To see what invocation parameters are available one can run python train.py --help.

The notion of an epoch in this trainer is slightly different from the usual definition, here we define an epoch as 100 million samples. This is because the training datasets can vary wildly in size.

The training process is indefinite unless stated otherwise (--max_epochs). Checkpoints are saved in .ckpt format in the specified log directory (see invocation parameters). When and which checkpoints are saved can be modified through the code by changing the parameters passed to the pl.callbacks.ModelCheckpoint.

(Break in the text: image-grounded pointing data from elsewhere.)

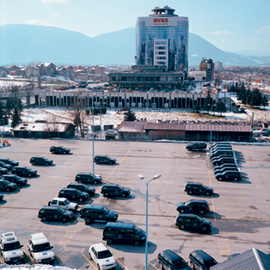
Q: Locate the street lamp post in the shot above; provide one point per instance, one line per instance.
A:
(93, 134)
(146, 215)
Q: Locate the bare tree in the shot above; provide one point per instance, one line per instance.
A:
(78, 116)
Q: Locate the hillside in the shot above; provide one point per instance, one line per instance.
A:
(25, 44)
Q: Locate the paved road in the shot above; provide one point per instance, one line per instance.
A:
(239, 211)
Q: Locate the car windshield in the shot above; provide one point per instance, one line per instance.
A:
(180, 263)
(41, 247)
(66, 201)
(137, 230)
(104, 254)
(210, 263)
(11, 246)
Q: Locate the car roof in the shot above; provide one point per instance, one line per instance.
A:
(205, 256)
(99, 247)
(172, 254)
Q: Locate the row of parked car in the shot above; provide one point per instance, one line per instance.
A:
(225, 162)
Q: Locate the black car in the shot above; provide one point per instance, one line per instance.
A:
(229, 176)
(3, 171)
(199, 207)
(200, 260)
(73, 194)
(59, 150)
(91, 191)
(55, 214)
(10, 161)
(14, 179)
(92, 213)
(168, 259)
(7, 186)
(24, 171)
(193, 222)
(228, 168)
(114, 191)
(198, 189)
(5, 165)
(222, 160)
(104, 160)
(88, 178)
(41, 161)
(196, 146)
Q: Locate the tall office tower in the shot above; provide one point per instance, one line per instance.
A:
(208, 66)
(162, 40)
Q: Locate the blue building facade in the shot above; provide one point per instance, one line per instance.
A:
(162, 40)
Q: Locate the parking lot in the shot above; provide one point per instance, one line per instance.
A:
(239, 211)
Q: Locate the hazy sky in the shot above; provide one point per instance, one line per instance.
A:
(231, 25)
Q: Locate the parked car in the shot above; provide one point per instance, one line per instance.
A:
(104, 160)
(10, 161)
(14, 179)
(222, 160)
(24, 171)
(199, 207)
(82, 187)
(7, 186)
(88, 178)
(51, 213)
(199, 146)
(229, 176)
(102, 256)
(224, 169)
(198, 189)
(200, 260)
(193, 222)
(126, 233)
(3, 171)
(63, 203)
(73, 194)
(112, 190)
(41, 161)
(168, 259)
(11, 248)
(5, 165)
(92, 213)
(59, 150)
(40, 249)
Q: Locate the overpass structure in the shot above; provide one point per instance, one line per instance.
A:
(110, 99)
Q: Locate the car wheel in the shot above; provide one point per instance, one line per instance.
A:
(109, 241)
(89, 220)
(182, 227)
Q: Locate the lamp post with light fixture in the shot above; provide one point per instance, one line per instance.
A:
(146, 215)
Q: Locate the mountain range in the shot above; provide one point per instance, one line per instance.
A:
(26, 44)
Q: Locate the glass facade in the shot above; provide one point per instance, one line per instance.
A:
(176, 33)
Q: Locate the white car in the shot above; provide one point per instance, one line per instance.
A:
(11, 249)
(102, 257)
(40, 249)
(64, 204)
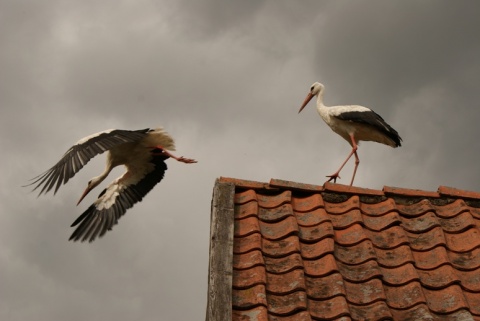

Individual checkpoints in .ckpt format store both the model and the optimizer state, therefore they are quite sizable, it is advised to save only every few epochs.

model.py

The model is defined as a pl.LightningModule named NNUE. To better understand the low-level structure of the model it is suggested to read this documentation.

The model defines the inference process and chooses the parameters to be optimized. To account for quantization it clips weights of some layers after each step to the supported range. The training loop is handled by pytorch-lightning, which interfaces with the model through certain methods of the model.

The model also contains code that allows it to convert between some feature sets when loading existing models. Notably it is possible to add virtual features after the existing model is loaded. The model module also exposes a function to coalesce such virtual feature weights into real feature weights.

serialize.py

While this component is used by the trainer to load existing models it can also be used as a standalone script for conversion between model formats. It is necessary to convert the network to .nnue format before the playing engine can use it. It supports conversion between the following formats:

  • .nnue - the format used by the playing engines. It contains the net in a quantized form and doesn't preserve the optimizer state.
  • .pt - the pytorch's format. It doesn't preserve the optimizer state so it is useful when trying to restart the training with changes to the optimizer. It stores the net using full precision.
  • .ckpt - the format that the checkpoints are stored in. Only networks of .ckpt format are produced by the trainer. Networks saved like this contain full optimizer state and the state of the trainer, for example the current epoch. This format can be useful for temporarily suspending the training.

The serializer is heavily coupled with the model. Changes to the model usually require corresponding changes to the serializer. Also, only the serializer knows how to perform quantization when converting to the .nnue format, and it must correspond to the quantized implementation in the playing engine.

features.py, halfka.py, halfka_v2.py, halfka_v2_hm.py, halfkp.py

The features.py file imports all available feature sets. Individual feature sets define their parts (feature blocks) and their sizes, provide initial PSQT values for each feature, and allow retrieving the factors of each feature (all features (real or virtual) which correspond to a given real feature). On the python side it is not necessary for the decomposition of the board state to the list of features to be implemented.

training_data_loader.cpp

Due to performance requirements it is necessary to have the training data loader implemented natively. The data loader can be compiled with compile_data_loader.bat which uses cmake. One can also compile without cmake if they know how to.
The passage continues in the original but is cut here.